Al final la mejor respuesta a las cosas que no tienen lógica esta casi siempre en la tradición (siempre se ha hecho así) y me imagino que la tradición surgió por buenas razones. Después de una guerra, una dictadura y un exilio no parecía justo sacar del juego a quienes habían tenido que abandonar el país por encontrarse entre los perdedores. De hecho, el voto del CERA sigue siendo sociológicamente más de izquierdas que el del interior, aunque no creo que tenga ya demasiado que ver con la guerra civil, sino con una cuestión bastante lógica, como es que quien se queda a vivir en su país está mas contento con como van las cosas y es más propenso a conservarlas (= ser más conservador).

Leí que en las generales de 2011 el PSOE habia ganado en la urna del CERA en todas las provincias menos en una (curiosamente la mía, donde perdió por 4 votos 300-296 frente a un partido que le habia doblado con holgura en los resultados provisionales). Eso con los peores resultados electorales de su historia. Me imagino que el PSOE no tiene mucho interés en cambiar la LOREG para que los ausentes dejemos de votar.Aquí, la teoría conspirativa seria que cuando gobierna el PSOE el voto por correo desde el extranjero funciona mejor y cuando gobierna el PP, como ahora, al contrario. Si el PSOE vuelve a gobernar alguna vez ya lo contaremos.

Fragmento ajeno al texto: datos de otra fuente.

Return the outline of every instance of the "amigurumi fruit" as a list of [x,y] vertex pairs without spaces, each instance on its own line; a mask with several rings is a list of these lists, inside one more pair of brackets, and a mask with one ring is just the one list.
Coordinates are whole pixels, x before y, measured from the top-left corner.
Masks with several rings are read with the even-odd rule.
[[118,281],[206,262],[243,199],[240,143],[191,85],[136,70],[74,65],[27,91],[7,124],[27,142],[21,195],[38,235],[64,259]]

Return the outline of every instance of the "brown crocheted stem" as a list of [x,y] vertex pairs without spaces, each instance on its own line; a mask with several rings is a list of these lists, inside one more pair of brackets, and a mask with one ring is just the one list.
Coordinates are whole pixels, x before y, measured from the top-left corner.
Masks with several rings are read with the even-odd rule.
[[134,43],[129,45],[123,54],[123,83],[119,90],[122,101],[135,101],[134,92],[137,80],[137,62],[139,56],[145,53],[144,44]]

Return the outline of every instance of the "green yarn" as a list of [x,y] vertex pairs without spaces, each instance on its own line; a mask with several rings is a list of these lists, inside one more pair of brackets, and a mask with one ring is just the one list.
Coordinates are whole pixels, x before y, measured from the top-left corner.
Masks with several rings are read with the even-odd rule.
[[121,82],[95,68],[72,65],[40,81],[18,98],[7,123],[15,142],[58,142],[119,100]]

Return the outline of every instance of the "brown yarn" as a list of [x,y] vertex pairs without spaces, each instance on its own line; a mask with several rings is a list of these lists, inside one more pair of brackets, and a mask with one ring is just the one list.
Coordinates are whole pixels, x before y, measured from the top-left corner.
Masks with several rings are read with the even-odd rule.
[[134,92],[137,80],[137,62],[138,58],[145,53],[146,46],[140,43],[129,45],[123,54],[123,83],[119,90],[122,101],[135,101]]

En cuanto a lo de si votar o no votar o a quién votar, las teorías de la elección racional invitan a pensar que el coste de salir de casa cinco minutos para meter la papeleta en el sobre y depositarlo en la urna es más elevado que la ínfima probabilidad de que ese voto acabe cambiando algo. Es más o menos correcto y no recomendaría mucho a la gente que vote, y menos aún sin ganas. También es verdad que una de las críticas a las teorías de la elección racional es que la gente que vota obtiene algún otro tipo de satisfacción, como reafirmarse en sus propios valores y cosas de esas. Es el consuelo que nos queda. De intentar votar dos veces, ni las ganas.